High-risk patients generally need platelet-lowering therapy (called cytoreductive treatment) in addition to aspirin. The most common first-line option is hydroxyurea, which has the strongest clinical trial evidence behind it. It works by slowing the overproduction of blood cells in the marrow. Pegylated interferon is an alternative that’s particularly useful for younger patients or those planning a pregnancy, since hydroxyurea must be stopped at least three months before conception. A third option, anagrelide, specifically targets platelet production but needs to be used cautiously in people with heart rhythm problems or heart failure.

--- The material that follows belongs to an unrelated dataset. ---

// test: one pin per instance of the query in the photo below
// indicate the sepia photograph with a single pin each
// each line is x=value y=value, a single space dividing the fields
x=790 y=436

For intermediate-risk patients or low-risk patients with bothersome symptoms, doctors typically optimize aspirin and address cardiovascular risk factors first. Platelet-lowering therapy is added only if symptoms persist or if complications develop, such as the acquired von Willebrand syndrome that can come with very high platelet counts.
ET and Pregnancy
ET raises the stakes during pregnancy. The combination of the condition itself and the natural clotting tendency of pregnancy increases the risk of blood clots, preeclampsia, placental problems, and restricted fetal growth. Pregnancies in women with ET are monitored closely with regular ultrasound Doppler scans to check blood flow to the placenta, typically every four weeks.

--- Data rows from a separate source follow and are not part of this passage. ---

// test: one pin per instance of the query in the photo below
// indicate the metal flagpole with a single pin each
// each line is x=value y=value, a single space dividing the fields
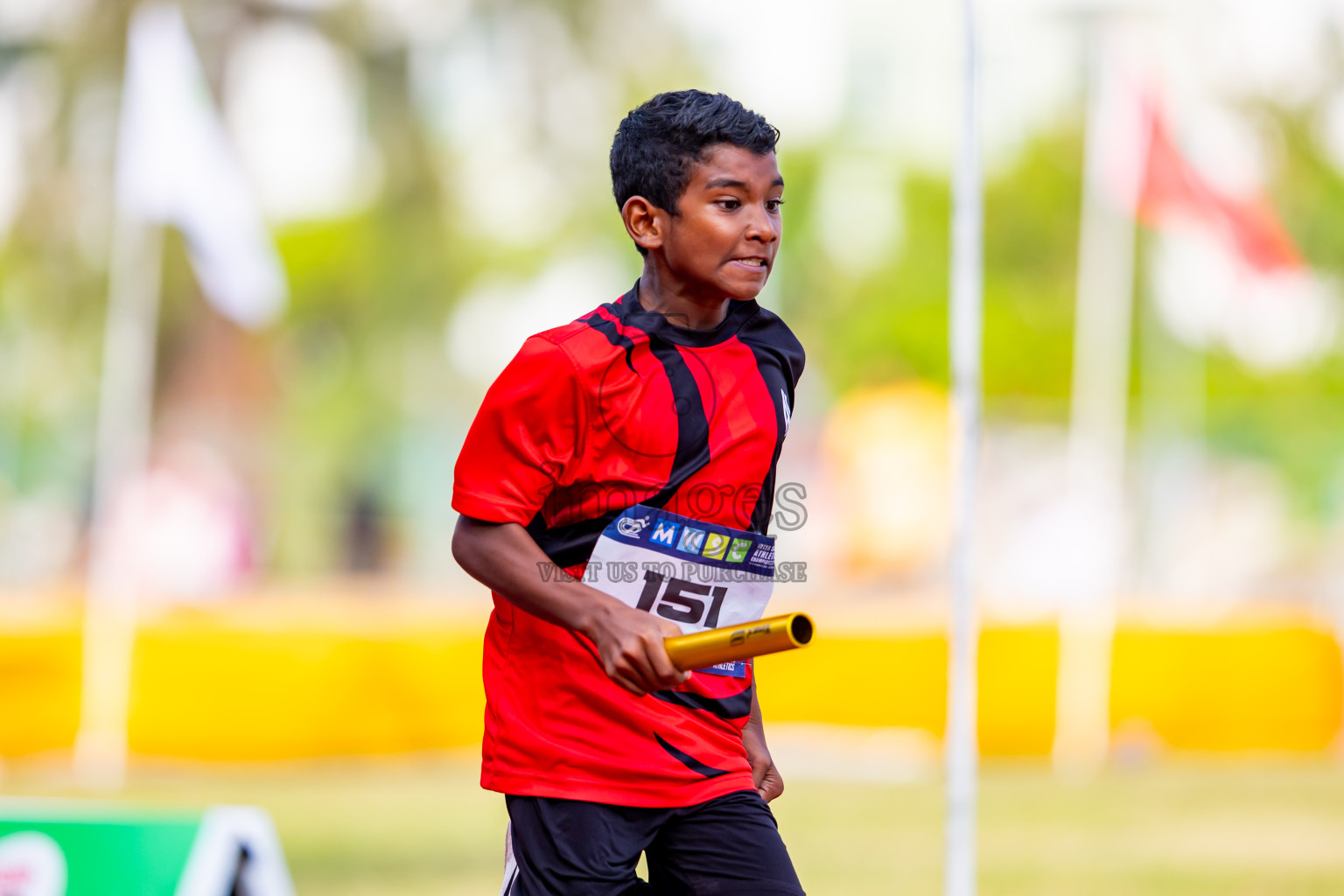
x=122 y=449
x=1115 y=158
x=965 y=333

Low-dose aspirin is continued throughout pregnancy and after delivery. Women at higher risk may also receive daily blood-thinning injections, particularly during the six weeks postpartum when clotting risk peaks. If platelet-lowering medication is needed during pregnancy, interferon is the preferred choice because hydroxyurea can harm a developing baby. Women on hydroxyurea who are planning to conceive are typically switched to interferon at least three months in advance. Estrogen-containing contraceptives are avoided due to their clotting risk; progesterone-only methods or barrier contraception are recommended instead.
Long-Term Outlook
ET is a condition people live with for decades. A Mayo Clinic analysis of over 1,000 patients found a median survival of 20.6 years, with 10-year and 20-year survival rates of 81% and 52%, respectively. For patients diagnosed young, survival approaches that of the general population.
The two long-term complications to be aware of are transformation to myelofibrosis (a more advanced bone marrow condition with scarring) and, much more rarely, transformation to acute leukemia. The 10-year risk of developing myelofibrosis is roughly 4%, rising to about 6% at 15 years. Leukemic transformation at 10 years is less than 1%, though the risk may be slightly higher in JAK2-mutated patients with extremely high platelet counts.
A survival model developed at the Mayo Clinic stratifies patients into four groups based on age and specific blood count markers, with median survivals ranging from 8 years in the highest-risk group to 47 years in the lowest. This wide range underscores that ET is not a single-prognosis disease. Your individual outlook depends heavily on your age at diagnosis, mutation type, and how well thrombotic risk factors are controlled.